Bei den Frauen ist die Spitze derzeit nicht so breit wie bei den Männern. Lara Gut-Behrami überdeckte in Abfahrt, Super-G und Riesenslalom mit ihren Leistungen öfters eine mässige Bilanz. Doch Fahrerinnen wie Stefanie Grob (20), Malorie Blanc (21) oder Delia Durrer (22) stehen – wie bei den Männern die 21-jährigen Lenz Hächler und Livio Hiltbrand – vor ihrem nächsten Schritt.
Der Weg zum Gipfel ist beschwerlich, nicht alle werden ihn erreichen; nicht zuletzt, weil der Skisport viele Verletzungsopfer fordert. Da ist es aus Sicht des Verbandes nur positiv, wenn man über möglichst viele Talente verfügt.
Was im aktuellen Hoch nicht vergessen werden darf, sind die Voraussetzungen, die in der Schweiz besser sind als anderswo. Hierzulande profitieren die Athletinnen und Athleten nicht nur von den Bergen vor der Haustür und der damit vorhandenen, guten Infrastruktur. Ihnen kommt auch zugute, dass ausser den Österreichern kein anderer Skiverband so viel Geld in den Sport pumpt wie Swiss-Ski.
In einem Sport, in dem Hundertstel über Sieg und Niederlage entscheiden, wird ein grosser Aufwand betrieben, um diese Sekundenbruchteile schneller zu sein als die Konkurrenz. Das kostet. Am Ende ist diese Arbeit aber nur die Basis. Ohne Fleiss, kein Preis – mit Talent allein schafft es niemand an die Weltspitze. Es liegt an den Athletinnen und Athleten, all die vorhandenen Vorteile zu nutzen.

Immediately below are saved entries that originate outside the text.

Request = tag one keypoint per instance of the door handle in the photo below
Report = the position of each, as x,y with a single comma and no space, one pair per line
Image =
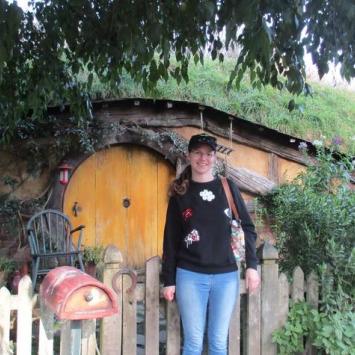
76,209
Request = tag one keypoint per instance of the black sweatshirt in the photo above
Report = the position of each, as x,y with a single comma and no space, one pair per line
197,231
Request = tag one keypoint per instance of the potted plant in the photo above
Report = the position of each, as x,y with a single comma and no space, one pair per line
92,256
7,267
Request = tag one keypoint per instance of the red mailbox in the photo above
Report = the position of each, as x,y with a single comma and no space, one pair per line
72,294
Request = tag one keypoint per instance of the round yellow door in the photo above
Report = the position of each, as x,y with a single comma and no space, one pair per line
120,195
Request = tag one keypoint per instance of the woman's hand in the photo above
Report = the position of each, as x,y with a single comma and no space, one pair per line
252,280
169,293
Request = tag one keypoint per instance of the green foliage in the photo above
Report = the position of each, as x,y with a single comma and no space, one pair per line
313,212
7,265
327,114
333,333
43,53
93,254
314,218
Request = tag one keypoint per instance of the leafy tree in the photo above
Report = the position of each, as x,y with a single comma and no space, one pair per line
43,52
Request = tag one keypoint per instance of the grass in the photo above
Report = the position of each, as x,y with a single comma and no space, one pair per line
329,113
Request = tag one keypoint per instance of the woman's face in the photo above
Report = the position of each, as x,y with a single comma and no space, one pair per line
202,160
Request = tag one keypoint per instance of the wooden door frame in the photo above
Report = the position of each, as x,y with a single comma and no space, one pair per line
137,136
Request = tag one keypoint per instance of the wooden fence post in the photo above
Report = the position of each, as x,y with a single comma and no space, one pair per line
173,337
254,322
269,298
46,323
111,327
5,320
312,297
152,306
24,317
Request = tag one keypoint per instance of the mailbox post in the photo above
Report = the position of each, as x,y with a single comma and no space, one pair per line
74,295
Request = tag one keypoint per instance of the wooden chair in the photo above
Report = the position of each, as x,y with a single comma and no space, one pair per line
50,237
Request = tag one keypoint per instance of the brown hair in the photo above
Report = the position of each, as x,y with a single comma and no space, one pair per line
180,185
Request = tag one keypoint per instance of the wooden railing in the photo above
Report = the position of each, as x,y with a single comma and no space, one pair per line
254,319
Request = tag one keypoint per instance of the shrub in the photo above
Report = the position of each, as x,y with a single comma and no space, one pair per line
314,220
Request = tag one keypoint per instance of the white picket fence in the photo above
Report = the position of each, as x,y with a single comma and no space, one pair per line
250,332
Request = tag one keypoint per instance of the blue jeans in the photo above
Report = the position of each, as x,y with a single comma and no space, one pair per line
197,293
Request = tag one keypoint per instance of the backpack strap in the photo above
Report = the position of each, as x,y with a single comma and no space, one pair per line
229,196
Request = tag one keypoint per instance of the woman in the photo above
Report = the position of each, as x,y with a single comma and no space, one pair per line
198,261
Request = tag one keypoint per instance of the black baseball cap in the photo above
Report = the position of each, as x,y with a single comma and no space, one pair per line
200,139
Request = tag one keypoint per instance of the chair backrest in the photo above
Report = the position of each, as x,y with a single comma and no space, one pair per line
49,232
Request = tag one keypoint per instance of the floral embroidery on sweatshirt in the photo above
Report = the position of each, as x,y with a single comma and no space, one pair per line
207,195
192,237
187,213
228,213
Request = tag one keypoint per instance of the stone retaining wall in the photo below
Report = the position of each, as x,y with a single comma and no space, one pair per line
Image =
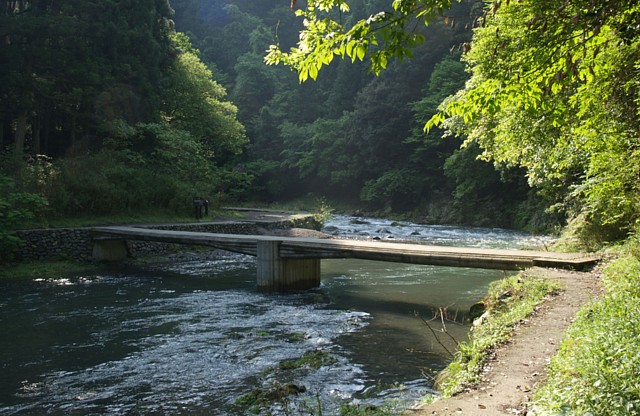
76,243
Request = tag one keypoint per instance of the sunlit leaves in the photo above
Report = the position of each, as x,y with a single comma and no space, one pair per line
546,94
379,38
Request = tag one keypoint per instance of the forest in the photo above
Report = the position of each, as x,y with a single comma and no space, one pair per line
112,107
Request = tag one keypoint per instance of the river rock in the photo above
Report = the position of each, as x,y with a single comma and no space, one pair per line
476,310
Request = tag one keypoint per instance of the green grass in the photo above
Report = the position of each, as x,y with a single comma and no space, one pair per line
509,301
597,369
139,217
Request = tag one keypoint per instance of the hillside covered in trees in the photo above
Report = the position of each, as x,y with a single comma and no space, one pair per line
109,107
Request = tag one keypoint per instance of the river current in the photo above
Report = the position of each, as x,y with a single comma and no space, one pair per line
195,337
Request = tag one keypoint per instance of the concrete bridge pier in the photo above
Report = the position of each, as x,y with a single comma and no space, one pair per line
110,250
277,274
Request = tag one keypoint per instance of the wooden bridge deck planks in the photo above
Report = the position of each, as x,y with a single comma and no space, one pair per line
314,248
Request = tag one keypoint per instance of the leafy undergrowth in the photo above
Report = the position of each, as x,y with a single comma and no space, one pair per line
509,301
597,370
43,269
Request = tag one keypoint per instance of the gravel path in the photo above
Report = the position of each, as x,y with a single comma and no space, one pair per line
517,367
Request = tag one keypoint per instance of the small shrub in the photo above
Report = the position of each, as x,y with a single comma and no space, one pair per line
509,301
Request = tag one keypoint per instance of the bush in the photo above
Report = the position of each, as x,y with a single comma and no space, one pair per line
16,209
597,370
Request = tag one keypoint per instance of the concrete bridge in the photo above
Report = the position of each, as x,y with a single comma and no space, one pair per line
290,263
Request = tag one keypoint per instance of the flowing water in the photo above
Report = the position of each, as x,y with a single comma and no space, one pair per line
195,337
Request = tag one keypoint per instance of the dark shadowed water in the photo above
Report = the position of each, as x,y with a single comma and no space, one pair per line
193,337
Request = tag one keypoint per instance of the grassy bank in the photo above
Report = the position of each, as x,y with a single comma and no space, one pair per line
597,370
508,302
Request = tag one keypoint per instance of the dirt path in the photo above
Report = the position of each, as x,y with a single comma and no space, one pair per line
516,368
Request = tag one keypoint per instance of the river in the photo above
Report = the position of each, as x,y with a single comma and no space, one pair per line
195,337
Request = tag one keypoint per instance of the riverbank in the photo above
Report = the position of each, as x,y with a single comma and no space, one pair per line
518,367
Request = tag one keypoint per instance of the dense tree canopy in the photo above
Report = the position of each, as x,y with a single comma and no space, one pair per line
553,88
107,109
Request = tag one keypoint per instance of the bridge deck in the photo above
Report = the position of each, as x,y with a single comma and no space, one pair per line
315,248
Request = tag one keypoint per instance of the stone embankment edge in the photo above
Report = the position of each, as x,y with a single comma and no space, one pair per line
76,243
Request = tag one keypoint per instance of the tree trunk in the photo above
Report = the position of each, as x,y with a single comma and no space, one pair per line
21,132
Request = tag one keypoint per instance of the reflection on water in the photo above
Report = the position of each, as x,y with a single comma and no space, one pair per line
193,337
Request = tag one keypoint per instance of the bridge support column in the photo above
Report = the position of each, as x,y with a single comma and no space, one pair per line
281,275
110,250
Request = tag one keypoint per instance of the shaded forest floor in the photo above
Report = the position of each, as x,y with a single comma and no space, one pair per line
515,370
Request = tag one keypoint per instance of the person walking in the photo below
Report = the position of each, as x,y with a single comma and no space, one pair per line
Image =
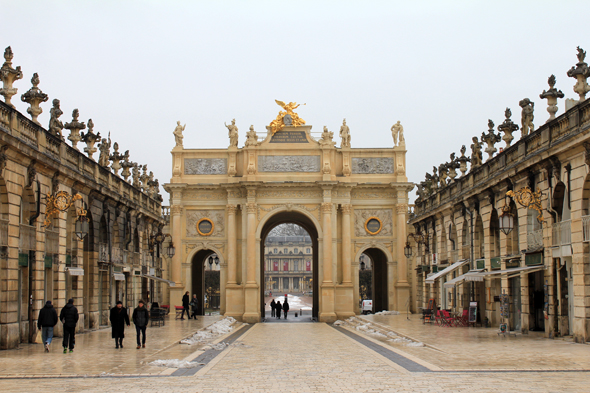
195,306
46,321
69,317
273,306
140,318
185,305
278,309
119,318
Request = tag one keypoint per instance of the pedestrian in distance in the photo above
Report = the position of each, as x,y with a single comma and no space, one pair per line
140,318
46,321
278,309
273,306
119,318
69,317
185,307
195,306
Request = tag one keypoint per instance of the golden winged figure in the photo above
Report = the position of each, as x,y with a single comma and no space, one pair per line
278,123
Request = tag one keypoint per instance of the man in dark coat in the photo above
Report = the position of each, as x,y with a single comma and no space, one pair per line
140,320
195,306
119,318
69,317
185,305
278,308
273,306
47,320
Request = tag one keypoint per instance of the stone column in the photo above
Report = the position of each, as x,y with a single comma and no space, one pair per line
346,258
402,286
231,244
327,313
252,312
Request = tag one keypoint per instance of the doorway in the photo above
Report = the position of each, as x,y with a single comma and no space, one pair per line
286,270
205,270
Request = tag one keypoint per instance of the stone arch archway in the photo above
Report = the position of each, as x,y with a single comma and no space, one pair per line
307,221
382,276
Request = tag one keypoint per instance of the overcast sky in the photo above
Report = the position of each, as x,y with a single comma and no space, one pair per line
442,68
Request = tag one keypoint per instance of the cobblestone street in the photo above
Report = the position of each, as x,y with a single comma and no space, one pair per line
301,357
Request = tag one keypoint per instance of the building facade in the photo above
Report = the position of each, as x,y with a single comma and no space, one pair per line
535,276
350,201
288,261
48,186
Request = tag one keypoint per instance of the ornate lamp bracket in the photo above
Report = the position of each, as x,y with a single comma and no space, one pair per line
529,199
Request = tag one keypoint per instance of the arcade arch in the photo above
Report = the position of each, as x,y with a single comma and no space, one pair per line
306,222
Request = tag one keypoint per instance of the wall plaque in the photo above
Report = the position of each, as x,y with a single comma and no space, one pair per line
205,166
372,165
289,137
288,163
205,226
373,225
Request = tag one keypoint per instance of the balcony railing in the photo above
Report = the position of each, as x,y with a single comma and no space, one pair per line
116,256
562,233
103,252
586,228
135,258
51,242
3,232
28,238
535,239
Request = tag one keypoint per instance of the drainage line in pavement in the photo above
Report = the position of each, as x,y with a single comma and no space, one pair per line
209,354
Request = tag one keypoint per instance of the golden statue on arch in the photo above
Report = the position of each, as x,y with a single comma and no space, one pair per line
286,118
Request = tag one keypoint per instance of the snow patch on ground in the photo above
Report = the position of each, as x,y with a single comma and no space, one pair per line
175,363
368,328
219,328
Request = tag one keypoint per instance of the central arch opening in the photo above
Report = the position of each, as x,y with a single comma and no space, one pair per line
289,264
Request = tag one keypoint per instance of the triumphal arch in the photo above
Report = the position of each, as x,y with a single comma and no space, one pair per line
351,201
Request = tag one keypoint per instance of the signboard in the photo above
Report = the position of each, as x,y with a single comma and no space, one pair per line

Die Weltcupsaison 2024/25 mit den Weltmeisterschaften in Saalbach wird als eine der allerbesten in die Schweizer Ski-Geschichte eingehen. 22 Weltcupsiege, 42 weitere Podestplätze und 13 WM-Medaillen sind die harten Fakten des Erfolgsrausches.
Dieser Höhenflug wird nicht ewig andauern. Doch wenn die Erfolgswelle eines Tages abebbt, muss es ja nicht gleich so weit kommen, dass die Schweiz medaillenlos von einer WM heimkehrt – oder ein Niederländer die besten Abfahrer des Landes hinter sich lässt.
Irgendwann wird die Generation, die nun erstmals eine solche Schweizer Dominanz miterlebt hat, wehmütig den jüngeren Ski-Fans davon erzählen – so wie wir älteren bis heute und wahrscheinlich auf ewig von Pirmin und Vreni schwärmen. Und wenn dann Vertreter aller Generationen von Odi reden, wird es womöglich heissen: Er war der Grösste von allen.
Was mich bei Gut-Behrami fasziniert: sie erreichte all diese Erfolge während gleichzeitig jeweils die historisch erfolgreichsten Fahrerinnen auf ihrem Peak waren (die erste Karrierehälfte Vonn, dann Shiffrin)
Als eine Generation jünger stand ich auf der anderen Seite: in der Jugend alle Rennen geschaut, aber oft ohne Schweizer Erfolge. Und immer diese Österreicher...
Und meine Eltern, welche von den früheren goldenen Zeiten schwärmten und von Schweizer Dreifachsiegen und so schwadronierten. Jetzt weiss ich was sie meinten!